Jennifer Granholm's energy policies as U.S. Secretary of Energy (2021–2025) centered on accelerating the transition to clean energy, achieving net-zero carbon emissions by 2050 (a key Biden administration goal), creating good-paying union jobs, reshoring manufacturing supply chains, and ensuring an equitable transition. She restructured the Department of Energy (DOE) to emphasize not just research and development (R&D) but also large-scale deployment of zero-carbon technologies.

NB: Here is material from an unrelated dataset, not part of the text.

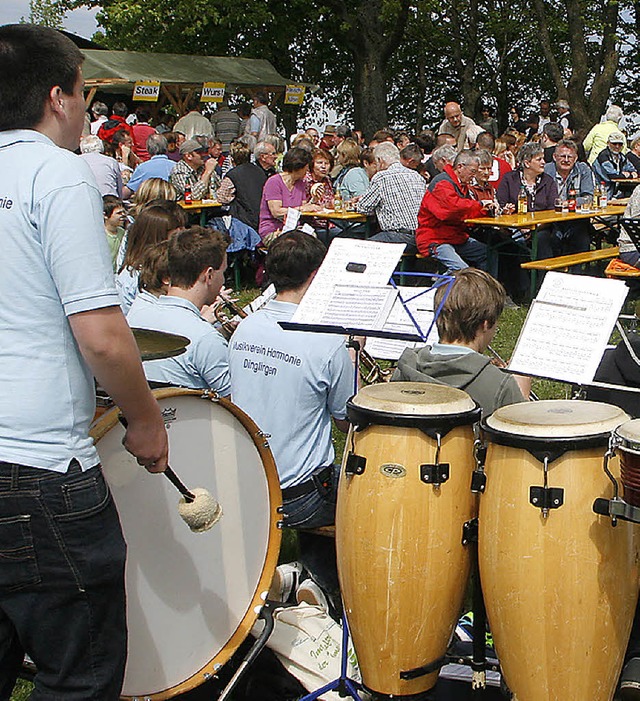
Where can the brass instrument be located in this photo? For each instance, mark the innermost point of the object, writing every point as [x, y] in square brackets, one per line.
[228, 314]
[371, 372]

Her approach was heavily influenced by landmark legislation like the Bipartisan Infrastructure Law (BIL) and Inflation Reduction Act (IRA), which enabled massive investments. Key elements included:

  • Massive Investments and Deployment: Oversaw over $200 billion in DOE investments (including grants, loans, and public-private partnerships) to speed up the clean energy transition. This supported record-breaking deployment, such as adding the equivalent of nearly 30 Hoover Dams of zero-carbon energy to the grid in 2024 alone, more than doubling previous solar power records, and spurring an 11x expansion in new transmission miles.
  • Manufacturing and Supply Chain Reshoring: Promoted "Made in America" incentives, leading to announcements of nearly 1,000 new or expanded factories for clean energy products (solar panels, EVs, batteries, small modular reactors, clean hydrogen, geothermal, etc.). This created hundreds of thousands of clean energy jobs (estimates around 400,000+ tied to DOE efforts) and strengthened domestic supply chains for critical technologies.
  • Innovation and Technology Acceleration: Launched the Energy Earthshots initiative (modeled after the successful SunShot for solar), setting bold targets like reducing long-duration energy storage costs by 90% within a decade, advancing affordable clean hydrogen, enhanced geothermal, and more. Focused on breakthroughs in batteries, grid modernization, nuclear (including small reactors), offshore wind, and industrial decarbonization.
  • Grid and Infrastructure Modernization: Prioritized expanding the electric grid to handle increased clean energy integration, doubling transmission capacity goals, and addressing challenges like rising demand from electrification and data centers/AI.
  • Equity and Justice: Emphasized Justice40 principles (directing 40% of benefits to disadvantaged communities), energy efficiency for affordable housing, workforce training in underserved areas, and ensuring the transition benefits communities hit hardest by pollution or economic shifts.
  • Core DOE Missions: Maintained focus on national security (nuclear deterrent via National Nuclear Security Administration), scientific leadership (17 national labs), and environmental cleanup from legacy defense programs.

Her policies faced criticism from some quarters (e.g., accusations of overemphasizing "radical green" priorities or regulatory overreach on issues like LNG exports), but supporters highlighted the unprecedented scale of clean energy growth, job creation, and U.S. leadership in technologies like EVs and renewables.

Post-tenure, she's continued advocating for these themes as a Senior Counselor at DGA Group, advising on grid resilience, nuclear revival, supply chains, and energy for high-demand sectors like AI. Overall, her tenure is credited with transforming DOE into a major driver of both climate action and economic revitalization through clean energy.

Happy birthday to her today (February 5, 2026—she turns 67)! She's a trailblazer in public service, especially for women in politics and clean energy advocacy.